Un géant du Séminaire : le moulin du Crochet

par Sophie Ouimet


Les moulins étaient centraux dans la vie d'autrefois. Après tout, il fallait bien moudre son grain. Sur l'île Jésus, le plus célèbre reste certainement celui du Crochet, qui était situé au bord de la rivière des Prairies (actuel secteur de Laval-des-Rapides). Au début du XIXe siècle, d'importants travaux de construction y sont d'ailleurs entrepris.


C'est le notaire Joseph Papineau qui surveille le chantier. Nous en avons un suivi dans une  lettre qu'il adresse à Antoine-Bernardin Robert en juillet 1806 : « J'ai à vous annoncer que Maître Daveluy est rendu au moulin du Crochet avec quinze maçons et le chantier va grand train… ». C'est en 1807 que la nouvelle meunerie est prête à fonctionner.


Avec ses 100 pieds sur 50 et ses deux étages et demi, jamais le Séminaire n'aurait fait construire plus gros moulin. Il arbore un toit rouge avec deux cheminées et contient deux logements : le premier pour le meunier, le second pour le procureur. Ce dernier comprend une chambre, un oratoire et un cabinet de travail. (Le moulin du Crochet sert d'ailleurs de manoir jusqu'en 1832, moment où des rénovations rendent impossible la conservation des  logements.) On évalue que de 1804 à 1808, les coûts reliés à sa construction s'élèvent à 165938 livres ancien cours.

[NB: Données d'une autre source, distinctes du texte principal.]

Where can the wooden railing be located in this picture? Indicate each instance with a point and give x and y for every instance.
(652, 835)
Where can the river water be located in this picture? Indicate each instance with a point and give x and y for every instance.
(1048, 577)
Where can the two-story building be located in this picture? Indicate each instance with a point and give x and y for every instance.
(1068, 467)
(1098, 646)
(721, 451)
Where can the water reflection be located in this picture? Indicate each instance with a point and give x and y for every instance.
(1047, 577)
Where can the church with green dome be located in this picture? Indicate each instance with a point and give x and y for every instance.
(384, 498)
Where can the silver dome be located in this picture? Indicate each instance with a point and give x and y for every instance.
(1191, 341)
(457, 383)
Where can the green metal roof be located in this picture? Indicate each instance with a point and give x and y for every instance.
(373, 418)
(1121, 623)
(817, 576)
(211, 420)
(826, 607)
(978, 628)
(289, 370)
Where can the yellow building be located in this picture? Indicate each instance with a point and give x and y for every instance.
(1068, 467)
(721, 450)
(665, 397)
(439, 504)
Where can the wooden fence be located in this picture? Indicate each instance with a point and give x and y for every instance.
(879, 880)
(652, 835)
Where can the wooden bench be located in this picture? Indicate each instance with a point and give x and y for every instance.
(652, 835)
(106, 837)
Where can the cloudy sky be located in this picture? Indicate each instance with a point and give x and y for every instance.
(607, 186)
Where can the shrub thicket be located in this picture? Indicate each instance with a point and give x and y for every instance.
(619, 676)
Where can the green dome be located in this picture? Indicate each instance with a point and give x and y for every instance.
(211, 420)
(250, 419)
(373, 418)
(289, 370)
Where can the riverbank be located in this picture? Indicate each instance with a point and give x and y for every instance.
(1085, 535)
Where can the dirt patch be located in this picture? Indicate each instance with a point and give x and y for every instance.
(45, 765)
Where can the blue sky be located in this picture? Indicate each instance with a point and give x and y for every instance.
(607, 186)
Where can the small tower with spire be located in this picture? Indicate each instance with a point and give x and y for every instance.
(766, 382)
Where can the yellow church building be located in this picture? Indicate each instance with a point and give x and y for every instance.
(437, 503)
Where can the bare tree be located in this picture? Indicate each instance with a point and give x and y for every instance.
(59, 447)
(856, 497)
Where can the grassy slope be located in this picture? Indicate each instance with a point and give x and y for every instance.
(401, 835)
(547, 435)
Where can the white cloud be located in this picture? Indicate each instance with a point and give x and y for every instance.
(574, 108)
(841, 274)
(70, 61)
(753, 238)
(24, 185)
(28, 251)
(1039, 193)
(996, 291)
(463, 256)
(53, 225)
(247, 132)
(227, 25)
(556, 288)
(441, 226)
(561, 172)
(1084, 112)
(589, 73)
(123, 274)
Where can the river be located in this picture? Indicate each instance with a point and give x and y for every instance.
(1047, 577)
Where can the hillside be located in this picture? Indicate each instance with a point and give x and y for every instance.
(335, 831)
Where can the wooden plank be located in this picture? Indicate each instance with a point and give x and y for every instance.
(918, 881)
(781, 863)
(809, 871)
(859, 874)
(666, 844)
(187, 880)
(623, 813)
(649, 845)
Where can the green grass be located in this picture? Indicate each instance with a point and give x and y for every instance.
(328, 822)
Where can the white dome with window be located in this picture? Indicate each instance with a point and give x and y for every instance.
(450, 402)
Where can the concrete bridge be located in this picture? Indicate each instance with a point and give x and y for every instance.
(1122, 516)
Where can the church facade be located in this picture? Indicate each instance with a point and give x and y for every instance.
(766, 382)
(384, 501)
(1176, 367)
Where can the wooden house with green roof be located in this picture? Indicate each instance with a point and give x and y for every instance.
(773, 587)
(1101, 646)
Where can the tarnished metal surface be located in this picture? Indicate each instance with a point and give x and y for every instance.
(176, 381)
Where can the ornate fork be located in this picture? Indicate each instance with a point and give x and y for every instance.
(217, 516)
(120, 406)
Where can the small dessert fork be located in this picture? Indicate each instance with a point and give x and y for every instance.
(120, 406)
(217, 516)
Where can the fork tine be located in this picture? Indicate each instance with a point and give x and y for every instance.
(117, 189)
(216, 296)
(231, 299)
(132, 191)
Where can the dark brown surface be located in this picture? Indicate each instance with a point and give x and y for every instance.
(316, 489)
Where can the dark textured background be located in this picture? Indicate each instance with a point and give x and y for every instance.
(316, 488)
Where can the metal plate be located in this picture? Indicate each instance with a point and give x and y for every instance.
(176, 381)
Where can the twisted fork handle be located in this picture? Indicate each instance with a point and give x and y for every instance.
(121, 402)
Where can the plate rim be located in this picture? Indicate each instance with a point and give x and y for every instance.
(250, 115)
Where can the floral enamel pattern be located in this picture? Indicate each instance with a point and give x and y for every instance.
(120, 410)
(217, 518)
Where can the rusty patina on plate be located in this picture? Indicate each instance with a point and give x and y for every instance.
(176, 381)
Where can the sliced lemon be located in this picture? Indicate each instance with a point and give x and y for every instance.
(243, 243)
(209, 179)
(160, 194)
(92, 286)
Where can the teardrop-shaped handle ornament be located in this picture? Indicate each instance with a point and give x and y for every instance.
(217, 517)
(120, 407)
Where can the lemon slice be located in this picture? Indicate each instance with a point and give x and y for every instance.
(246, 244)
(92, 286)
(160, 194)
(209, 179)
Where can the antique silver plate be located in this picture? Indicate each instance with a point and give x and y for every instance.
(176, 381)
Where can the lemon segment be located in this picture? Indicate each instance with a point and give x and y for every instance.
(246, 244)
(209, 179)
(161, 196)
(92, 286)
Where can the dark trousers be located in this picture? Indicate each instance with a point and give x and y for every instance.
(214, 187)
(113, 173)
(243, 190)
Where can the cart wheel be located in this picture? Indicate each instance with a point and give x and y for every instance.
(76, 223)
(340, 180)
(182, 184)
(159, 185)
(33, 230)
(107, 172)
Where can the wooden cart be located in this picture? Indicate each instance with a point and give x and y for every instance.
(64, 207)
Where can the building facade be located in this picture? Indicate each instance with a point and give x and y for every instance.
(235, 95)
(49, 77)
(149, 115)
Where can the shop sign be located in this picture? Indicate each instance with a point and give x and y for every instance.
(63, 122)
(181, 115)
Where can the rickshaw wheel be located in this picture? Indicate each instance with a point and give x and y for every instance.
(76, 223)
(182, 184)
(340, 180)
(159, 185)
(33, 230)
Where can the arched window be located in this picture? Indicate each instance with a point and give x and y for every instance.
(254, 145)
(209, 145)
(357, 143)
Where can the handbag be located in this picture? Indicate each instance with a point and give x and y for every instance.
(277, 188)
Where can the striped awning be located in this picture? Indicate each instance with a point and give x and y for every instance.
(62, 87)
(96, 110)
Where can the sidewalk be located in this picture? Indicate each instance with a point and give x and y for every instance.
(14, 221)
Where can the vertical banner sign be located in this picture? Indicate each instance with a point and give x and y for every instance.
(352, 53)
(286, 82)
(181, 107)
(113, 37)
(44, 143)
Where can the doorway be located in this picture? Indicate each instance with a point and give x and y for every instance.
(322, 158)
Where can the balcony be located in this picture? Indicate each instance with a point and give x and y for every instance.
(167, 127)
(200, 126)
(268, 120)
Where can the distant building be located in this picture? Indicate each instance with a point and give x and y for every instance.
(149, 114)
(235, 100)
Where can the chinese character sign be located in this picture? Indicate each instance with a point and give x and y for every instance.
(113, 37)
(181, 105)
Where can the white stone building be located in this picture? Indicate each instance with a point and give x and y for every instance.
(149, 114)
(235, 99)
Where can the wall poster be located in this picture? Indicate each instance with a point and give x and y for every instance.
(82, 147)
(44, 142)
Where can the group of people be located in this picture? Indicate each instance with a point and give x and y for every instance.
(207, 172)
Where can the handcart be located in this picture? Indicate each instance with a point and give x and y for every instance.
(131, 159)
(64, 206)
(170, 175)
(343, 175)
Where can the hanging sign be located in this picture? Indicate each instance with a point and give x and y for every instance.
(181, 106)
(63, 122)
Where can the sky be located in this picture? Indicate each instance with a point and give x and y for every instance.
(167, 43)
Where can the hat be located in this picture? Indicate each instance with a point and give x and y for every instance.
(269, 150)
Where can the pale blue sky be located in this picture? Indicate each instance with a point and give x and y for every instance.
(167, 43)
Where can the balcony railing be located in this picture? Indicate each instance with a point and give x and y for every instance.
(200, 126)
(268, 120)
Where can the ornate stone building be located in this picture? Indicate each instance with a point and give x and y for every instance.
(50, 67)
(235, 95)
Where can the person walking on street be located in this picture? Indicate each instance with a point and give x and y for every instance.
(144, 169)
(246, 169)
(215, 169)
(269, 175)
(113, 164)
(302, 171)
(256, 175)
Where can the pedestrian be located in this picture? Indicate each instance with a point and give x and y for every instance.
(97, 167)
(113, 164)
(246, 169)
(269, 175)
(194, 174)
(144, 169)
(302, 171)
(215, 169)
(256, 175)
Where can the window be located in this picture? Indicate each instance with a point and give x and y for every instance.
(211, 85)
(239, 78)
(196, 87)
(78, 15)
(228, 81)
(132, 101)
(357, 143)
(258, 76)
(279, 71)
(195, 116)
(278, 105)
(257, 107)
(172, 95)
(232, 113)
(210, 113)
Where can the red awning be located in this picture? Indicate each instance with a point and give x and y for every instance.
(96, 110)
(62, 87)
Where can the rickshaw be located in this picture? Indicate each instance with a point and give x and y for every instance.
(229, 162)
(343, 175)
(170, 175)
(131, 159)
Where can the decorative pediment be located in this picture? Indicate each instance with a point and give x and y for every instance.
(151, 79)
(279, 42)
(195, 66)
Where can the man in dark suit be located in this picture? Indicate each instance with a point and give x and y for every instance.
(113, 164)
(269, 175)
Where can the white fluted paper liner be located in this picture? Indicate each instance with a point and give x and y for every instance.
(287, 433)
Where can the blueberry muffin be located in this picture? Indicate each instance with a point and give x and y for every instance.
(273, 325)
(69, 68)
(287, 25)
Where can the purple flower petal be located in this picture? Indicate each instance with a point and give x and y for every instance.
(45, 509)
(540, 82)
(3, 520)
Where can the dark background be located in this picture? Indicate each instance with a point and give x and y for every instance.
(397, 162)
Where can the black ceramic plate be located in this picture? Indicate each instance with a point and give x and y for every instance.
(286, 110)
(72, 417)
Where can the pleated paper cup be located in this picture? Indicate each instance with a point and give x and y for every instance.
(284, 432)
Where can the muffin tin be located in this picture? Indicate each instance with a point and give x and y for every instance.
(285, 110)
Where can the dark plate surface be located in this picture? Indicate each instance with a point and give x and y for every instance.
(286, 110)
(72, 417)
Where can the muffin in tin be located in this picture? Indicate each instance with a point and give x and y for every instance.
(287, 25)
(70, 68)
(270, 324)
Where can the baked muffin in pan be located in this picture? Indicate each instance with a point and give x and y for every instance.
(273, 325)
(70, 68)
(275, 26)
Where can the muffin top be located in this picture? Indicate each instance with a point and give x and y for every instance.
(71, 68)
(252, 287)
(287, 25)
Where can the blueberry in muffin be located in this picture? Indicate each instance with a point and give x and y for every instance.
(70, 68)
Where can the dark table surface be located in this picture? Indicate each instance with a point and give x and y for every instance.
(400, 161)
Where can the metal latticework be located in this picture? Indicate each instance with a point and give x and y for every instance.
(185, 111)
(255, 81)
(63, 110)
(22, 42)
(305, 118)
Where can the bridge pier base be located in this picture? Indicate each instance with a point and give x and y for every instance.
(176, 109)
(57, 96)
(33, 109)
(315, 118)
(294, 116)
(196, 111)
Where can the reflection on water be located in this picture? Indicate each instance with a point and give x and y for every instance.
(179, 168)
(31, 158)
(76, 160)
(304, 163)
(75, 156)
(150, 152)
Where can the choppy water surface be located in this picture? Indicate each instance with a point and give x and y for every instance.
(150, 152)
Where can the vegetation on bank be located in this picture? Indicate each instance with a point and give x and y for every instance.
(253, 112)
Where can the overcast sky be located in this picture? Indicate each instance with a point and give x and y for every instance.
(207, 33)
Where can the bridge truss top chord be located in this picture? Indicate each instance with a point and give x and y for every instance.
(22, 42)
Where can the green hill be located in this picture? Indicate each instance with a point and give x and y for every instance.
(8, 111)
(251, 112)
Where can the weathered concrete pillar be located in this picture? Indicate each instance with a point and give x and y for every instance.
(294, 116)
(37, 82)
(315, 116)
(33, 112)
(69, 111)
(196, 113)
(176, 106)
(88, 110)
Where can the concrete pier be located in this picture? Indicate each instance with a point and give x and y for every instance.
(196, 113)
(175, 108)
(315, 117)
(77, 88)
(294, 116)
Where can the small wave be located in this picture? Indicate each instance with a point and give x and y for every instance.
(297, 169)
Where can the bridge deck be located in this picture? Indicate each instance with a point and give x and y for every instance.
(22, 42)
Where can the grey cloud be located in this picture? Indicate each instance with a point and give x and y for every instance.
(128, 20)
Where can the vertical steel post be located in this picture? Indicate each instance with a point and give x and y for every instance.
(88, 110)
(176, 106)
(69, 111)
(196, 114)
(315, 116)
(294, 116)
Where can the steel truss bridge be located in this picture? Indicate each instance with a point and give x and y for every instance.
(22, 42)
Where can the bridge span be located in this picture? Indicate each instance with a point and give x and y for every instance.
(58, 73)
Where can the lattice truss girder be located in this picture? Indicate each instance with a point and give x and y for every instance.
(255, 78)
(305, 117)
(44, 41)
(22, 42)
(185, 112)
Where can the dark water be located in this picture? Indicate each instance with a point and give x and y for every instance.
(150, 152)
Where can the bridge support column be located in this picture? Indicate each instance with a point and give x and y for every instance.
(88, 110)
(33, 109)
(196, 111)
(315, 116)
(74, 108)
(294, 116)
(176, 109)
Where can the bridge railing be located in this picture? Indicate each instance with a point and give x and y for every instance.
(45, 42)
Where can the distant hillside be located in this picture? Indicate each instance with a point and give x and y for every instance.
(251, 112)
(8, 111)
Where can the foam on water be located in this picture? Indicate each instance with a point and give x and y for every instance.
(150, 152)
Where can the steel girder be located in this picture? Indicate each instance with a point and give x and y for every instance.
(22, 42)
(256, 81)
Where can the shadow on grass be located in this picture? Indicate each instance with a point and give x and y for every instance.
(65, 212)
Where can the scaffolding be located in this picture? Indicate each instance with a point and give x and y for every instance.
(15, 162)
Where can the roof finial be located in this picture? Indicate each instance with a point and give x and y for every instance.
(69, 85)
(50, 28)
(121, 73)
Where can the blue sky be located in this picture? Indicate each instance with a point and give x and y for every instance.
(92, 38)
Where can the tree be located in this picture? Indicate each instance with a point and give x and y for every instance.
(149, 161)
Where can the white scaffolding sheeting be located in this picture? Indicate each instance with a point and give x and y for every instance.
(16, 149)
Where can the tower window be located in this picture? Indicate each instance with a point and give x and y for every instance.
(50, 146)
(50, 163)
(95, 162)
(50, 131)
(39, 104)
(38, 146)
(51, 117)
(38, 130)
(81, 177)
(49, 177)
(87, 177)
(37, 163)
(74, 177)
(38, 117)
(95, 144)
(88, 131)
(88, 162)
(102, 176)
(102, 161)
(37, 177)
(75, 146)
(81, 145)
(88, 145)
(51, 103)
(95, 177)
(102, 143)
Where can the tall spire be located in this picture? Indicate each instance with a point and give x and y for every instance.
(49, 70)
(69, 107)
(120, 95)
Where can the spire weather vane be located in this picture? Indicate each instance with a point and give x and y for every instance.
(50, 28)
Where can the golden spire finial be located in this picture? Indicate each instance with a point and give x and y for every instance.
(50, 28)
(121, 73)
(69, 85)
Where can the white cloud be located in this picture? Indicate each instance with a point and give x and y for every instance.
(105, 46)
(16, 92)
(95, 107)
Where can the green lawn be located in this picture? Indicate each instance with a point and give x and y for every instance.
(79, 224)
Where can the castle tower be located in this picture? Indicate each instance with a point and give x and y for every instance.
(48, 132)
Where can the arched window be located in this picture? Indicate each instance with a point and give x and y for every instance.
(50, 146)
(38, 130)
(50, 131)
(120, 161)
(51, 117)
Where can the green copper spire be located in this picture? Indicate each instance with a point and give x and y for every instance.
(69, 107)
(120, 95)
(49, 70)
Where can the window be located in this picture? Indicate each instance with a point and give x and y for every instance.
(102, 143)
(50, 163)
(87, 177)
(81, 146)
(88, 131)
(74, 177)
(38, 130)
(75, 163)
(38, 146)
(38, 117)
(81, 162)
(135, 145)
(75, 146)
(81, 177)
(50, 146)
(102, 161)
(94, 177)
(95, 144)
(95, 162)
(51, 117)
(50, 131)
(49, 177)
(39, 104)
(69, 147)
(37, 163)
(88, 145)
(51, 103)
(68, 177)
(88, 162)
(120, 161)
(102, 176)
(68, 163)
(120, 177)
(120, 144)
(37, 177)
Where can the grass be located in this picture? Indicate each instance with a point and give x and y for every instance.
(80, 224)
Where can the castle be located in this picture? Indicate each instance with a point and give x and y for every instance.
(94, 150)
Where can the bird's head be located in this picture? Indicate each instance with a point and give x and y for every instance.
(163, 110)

Ces coûts élevés, Joseph Papineau a son idée pour les rentabiliser. Il projette utiliser  activement le moulin du Crochet à des fins commerciales et non pas seulement pour les usages censitaires. En novembre 1807, il écrit : « Je considère toujours que les habitants seuls n'entretiendront pas le moulin, il faut de l'industrie pour acheter des bleds pour le compte  des boulangers. » L'un des premiers meuniers en charge de l'entreprise est un dénommé Joseph Fortin. Il serait entré en poste dès le 26 novembre 1807.


Le moulin du Crochet connaît les mêmes embûches que les autres moulins. Notamment, il doit composer avec la concurrence, pensons par exemple à ses voisins de Terrebonne et de Lachenaie. C'est pourquoi un moulin à scie en pierre, pouvant fonctionner indépendamment du moulin à farine, est un jour mis en place. Cette nouvelle installation permet la diversification des activités du domaine.


Le moulin du Crochet connaît des années très prospères, mais vers 1860, les choses se gâtent. D'ailleurs, dans un témoignage daté de 1858, un certain Antoine Lassonde affirme n'acheter sa farine du moulin du Crochet que si son coût est moindre qu'ailleurs. La situation ne s'améliore guère par la suite. Entre autres, des problèmes mécaniques minent son fonctionnement qui tombe en désuétude. 


En 1890, le Séminaire de Québec vend sa propriété au meunier François Lavoie qui le revend cinq ans plus tard aux Religieuses de Notre-Dame de Charité du Bon-Pasteur. Le moulin du  Crochet est finalement détruit en 1930 suite à la construction d'un barrage par la Montreal Light Heat and Power Company en 1929. Ce barrage engendrait d'importantes inondations chaque année.